As President Joe Biden wages war against U.S. pipelines, he has supported the Russian Nord Stream 2 pipeline being built to export natural gas to Germany. This included lifting Trump era sanctions on the pipeline.
And now Sen. Ted Cruz (R-TX) is using approving Biden nominees at the State Department and other agencies as leverage to get the administration to reimpose the sanctions given Russia’s continued aggression toward Ukraine — which was passed over for the pipeline’s route depriving the nation of lucrative transit revenues.
Russia has also beefed up it military presence at the Ukraine border and Ukrainian leaders are in favor of the sanctions.

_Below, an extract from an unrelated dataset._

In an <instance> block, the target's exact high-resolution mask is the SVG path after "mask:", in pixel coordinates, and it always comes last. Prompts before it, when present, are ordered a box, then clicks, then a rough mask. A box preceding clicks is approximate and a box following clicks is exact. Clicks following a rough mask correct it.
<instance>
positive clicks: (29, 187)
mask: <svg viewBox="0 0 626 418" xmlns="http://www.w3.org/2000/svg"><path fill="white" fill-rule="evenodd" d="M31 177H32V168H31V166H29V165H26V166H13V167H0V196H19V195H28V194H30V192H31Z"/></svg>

While the Biden administration and the German government have lobbied lawmakers against the sanctions, Ukraine has appealed publicly to Congress to press ahead with the measures, saying the nearly complete pipeline project will make Kyiv even more vulnerable to Moscow’s pressure tactics.
The Washington Post reported on Cruz’s move:
To environmentalists, it might seem strange that Cruz wants to sanction a gas pipeline. Closer to home, Cruz has championed the U.S. fossil fuel industry and blasted the cancellation of the Keystone XL oil pipeline.
But the move makes perfect sense to some Democrats and foreign policy experts, who say Cruz’s maneuvering on Nord Stream 2 has less to do with concern about climate change, and more to do with geopolitical calculations involving Biden and Russia.
When asked about the environmental consequences of the pipeline, Vasquez, Cruz’s press secretary, said in an email: “Sen. Cruz has consistently discussed the potentially catastrophic environmental impacts of NS2, including constructing and maintaining a gigantic pipeline at the bottom of the Baltic Sea — which is littered with toxic war munitions. Those implications pale in comparison to the national security risks posed by NS2, including exposing Ukraine to potentially existential Russian military aggression.”
NBC reported on Biden’s ongoing support for foreign pipelines:
The administration in May defied Congress and suspended sanctions on the Nord Stream 2 pipeline, citing the need to avoid upsetting relations with Germany and other European partners. Both Democrats and Republicans blasted the decision at the time, and the fallout continues to create headaches for the White House.
Critics have long argued that the project would give Russian President Vladimir Putin a political weapon to use as leverage over European countries. The continent relies on Russia for about 40 percent of its natural gas supplies.
Republican congressional aides said the Biden administration needed to revisit its stance given events in recent months, including Russia’s moves in the energy market and its troop buildup on Ukraine’s border.
“After averting a government shutdown on Thursday evening, senators left town before taking up the NDAA that they had been haggling over all week,” NBC reported.